Lors de la séance du 10 décembre 2018, le Conseil de la Métropole à approuvé la candidature de la Métropole de Lyon en qualité de territoire démonstrateur pour déployer la stratégie nationale de prévention et de lutte contre la pauvreté impulsée par l’État. Marylène Millet c’était exprimé pour demander l’organiser une commission générale pour impliquer tous les élus à cette stratégie. Demande acceptée par David Kimelfeld.

La délibération du 24 juin, propose une convention pluriannuelle d’appui à la lutte contre la pauvreté et d’accès à l’emploi, sur la période 2019-2021 :

  • Un engagement en faveur de la lutte contre la pauvreté qui s’inscrit dans les orientations stratégiques de la Métropole
  • Une méthode de concertation pour définir des actions au plus près des besoins du territoire et des publics en grande précarité
  • Un plan d’actions partenarial et volontaire de 9,6 M€ sur 3 ans

Il définit également les actions-cadres de la stratégie métropolitaine de prévention et de lutte contre la pauvreté :

  • Action 1 – Prévenir les sorties sèches des jeunes majeurs accompagnés au titre de l’ASE
  • Action 2 – Mettre en place des maraudes mixte État / Métropole
  • Action 3 – Organiser le premier accueil inconditionnel de proximité
  • Action 4 – Généraliser les référents de parcours
  • Action 5 – Renforcer les passerelles entre insertion et emploi
  • Action 6 – Développer la prévention auprès de la petite enfance
  • Action 7 – Prévenir le décrochage scolaire
  • Action 8 – Accompagner les jeunes rencontrant des problématiques de santé mentale
  • Action 9 – Favoriser l’accès de tous à la culture
  • Action 10 – Faciliter l’accès aux établissements médico-sociaux des personnes en grande précarité âgées et/ou en situation de handicap
  • Action 11 – Placer le public en grande précarité au cœur de la démarche.

A l’automne prochain, les projets subventionnés pour l’année 2019 sont sélectionnés.

Intervention de Marylène Millet

Monsieur le Président, chers collègues,

En décembre dernier j’avais déjà eu l’occasion de m’exprimer sur la Stratégie de lutte contre la Pauvreté et des pistes intéressantes proposées nationalement sur la prise en compte des précaires dès leur plus jeune âge, et la forte volonté affichée d’inverser la triste tendance actuelle qui fait que si on tombe dans la pauvreté, on a de fortes chances d’y rester, et nos enfants aussi ! 

Au sein du groupe UDI, nous nous félicitons du travail d’implication des élus et des partenaires dans la construction de la stratégie sur notre territoire. Coconstruire est en effet indispensable pour arriver à faire reculer ce fléau de la pauvreté qui (nous l’avons déjà rappelé) concerne 15,7% de la population métropolitaine. Il est aussi primordial de prendre appui sur les initiatives développées par les communes et pouvant être dupliquées.
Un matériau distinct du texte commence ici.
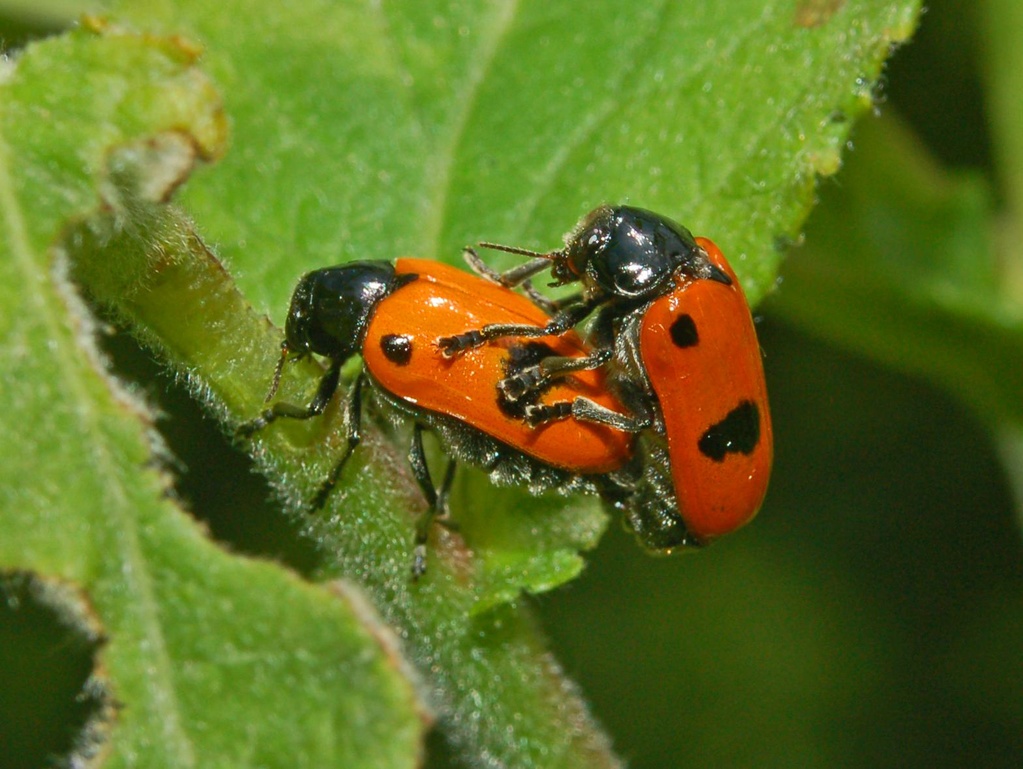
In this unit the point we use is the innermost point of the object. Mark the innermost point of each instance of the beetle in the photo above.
(674, 331)
(393, 314)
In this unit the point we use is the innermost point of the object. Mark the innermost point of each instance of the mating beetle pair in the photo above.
(663, 411)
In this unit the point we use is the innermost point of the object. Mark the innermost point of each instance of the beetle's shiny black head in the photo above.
(330, 308)
(628, 254)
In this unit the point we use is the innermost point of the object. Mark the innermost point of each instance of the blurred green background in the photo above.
(871, 616)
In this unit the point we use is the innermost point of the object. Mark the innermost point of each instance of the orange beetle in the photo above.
(674, 332)
(393, 315)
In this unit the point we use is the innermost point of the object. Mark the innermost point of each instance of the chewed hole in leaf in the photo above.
(55, 707)
(215, 481)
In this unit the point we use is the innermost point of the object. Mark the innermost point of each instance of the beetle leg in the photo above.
(417, 460)
(353, 422)
(325, 391)
(559, 324)
(535, 379)
(585, 410)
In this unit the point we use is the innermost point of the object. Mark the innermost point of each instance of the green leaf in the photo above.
(203, 649)
(372, 130)
(413, 128)
(899, 264)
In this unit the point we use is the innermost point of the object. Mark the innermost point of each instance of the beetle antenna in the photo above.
(521, 252)
(275, 382)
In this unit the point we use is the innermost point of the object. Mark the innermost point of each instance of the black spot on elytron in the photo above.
(526, 355)
(683, 331)
(739, 433)
(397, 349)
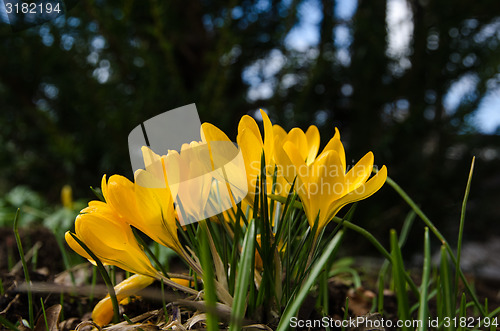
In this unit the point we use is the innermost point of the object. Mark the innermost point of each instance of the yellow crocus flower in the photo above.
(323, 184)
(110, 239)
(149, 209)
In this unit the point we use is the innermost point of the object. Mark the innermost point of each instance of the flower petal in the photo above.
(336, 145)
(313, 141)
(248, 123)
(362, 192)
(358, 174)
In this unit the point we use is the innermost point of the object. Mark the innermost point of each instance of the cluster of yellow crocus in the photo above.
(324, 183)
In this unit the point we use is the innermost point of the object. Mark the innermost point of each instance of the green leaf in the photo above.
(245, 274)
(294, 304)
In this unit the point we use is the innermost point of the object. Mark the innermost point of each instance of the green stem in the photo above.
(105, 277)
(438, 234)
(461, 228)
(25, 269)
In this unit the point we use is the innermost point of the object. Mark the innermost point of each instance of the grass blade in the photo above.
(423, 310)
(105, 276)
(398, 274)
(25, 268)
(461, 228)
(245, 274)
(293, 305)
(208, 280)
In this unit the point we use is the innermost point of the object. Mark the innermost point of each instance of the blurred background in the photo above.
(416, 82)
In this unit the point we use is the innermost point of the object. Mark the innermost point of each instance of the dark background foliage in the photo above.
(71, 90)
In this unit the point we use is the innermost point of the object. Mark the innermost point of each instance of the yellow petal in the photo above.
(120, 197)
(313, 141)
(248, 123)
(327, 183)
(103, 311)
(251, 149)
(113, 242)
(279, 133)
(336, 145)
(157, 219)
(358, 174)
(268, 140)
(298, 138)
(362, 192)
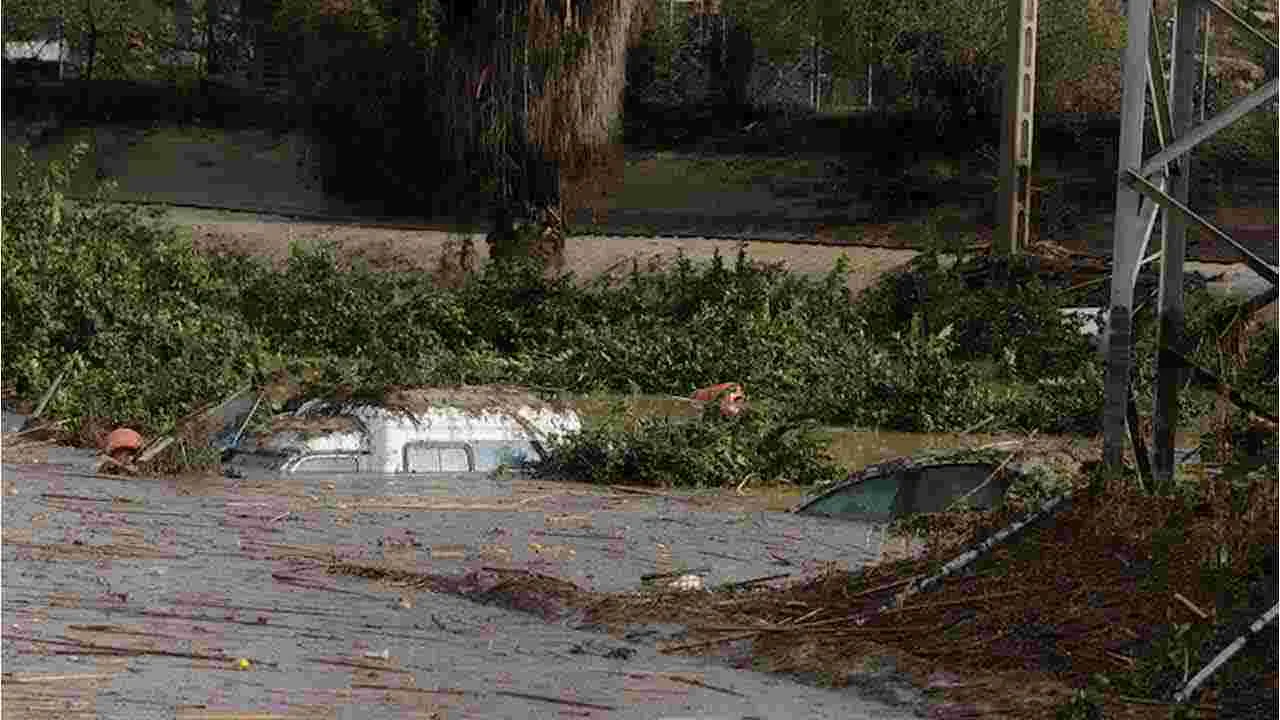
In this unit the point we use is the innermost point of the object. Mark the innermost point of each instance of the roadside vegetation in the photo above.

Toutefois j’aurais deux réserves :

  • L’une concerne l’articulation de notre stratégie avec celle développée au niveau régional. 15 groupes de travail ont été constitués régionalement et nous ne voyons pas quelle articulation est prévue avec la Métropole. Merci de nous préciser, Monsieur le Président, comment vous envisagez de faire ce lien.
  • L’autre concerne les grands oubliés du plan national, à savoir les personnes âgées.

Nous avons bien noté que la Métropole s’engageait sur ce point dans une action volontaire intitulée  « accompagner les personnes âgées et/ou en situation de handicap, en grande précarité, vers des solutions d’hébergement en établissement ». Je regrette que cet accompagnement ne concerne que des solutions d’hébergement en établissement, et ne propose pas une politique plus volontariste et innovante d’accompagnement et de prévention de la pauvreté avant l’établissement. 

Rappelons que la pauvreté se double bien souvent de l’isolement et que les deux cumulés accentuent le vieillissement, la détérioration de la qualité de vie, la perte de confiance en soi et le sentiment d’inutilité sociale. 

Selon une étude de 2017 de l’association des petits frères des Pauvres, 300 000 personnes de plus de 60 ans sont dans un isolement extrême à savoir l’équivalent d’une ville comme Nantes. Les premières concernées sont des femmes, de plus de 75 ans, avec des revenus modestes.  

On estime également qu’une femme retraitée sur deux habitant seule vit sous le seuil de pauvreté. C’est dire s’il est important de lutter contre la pauvreté de nos ainés et cela avant l’entrée en EHPAD, pour qu’ils puissent avoir une belle vie quelque soient leurs fragilités et une place dans la société. 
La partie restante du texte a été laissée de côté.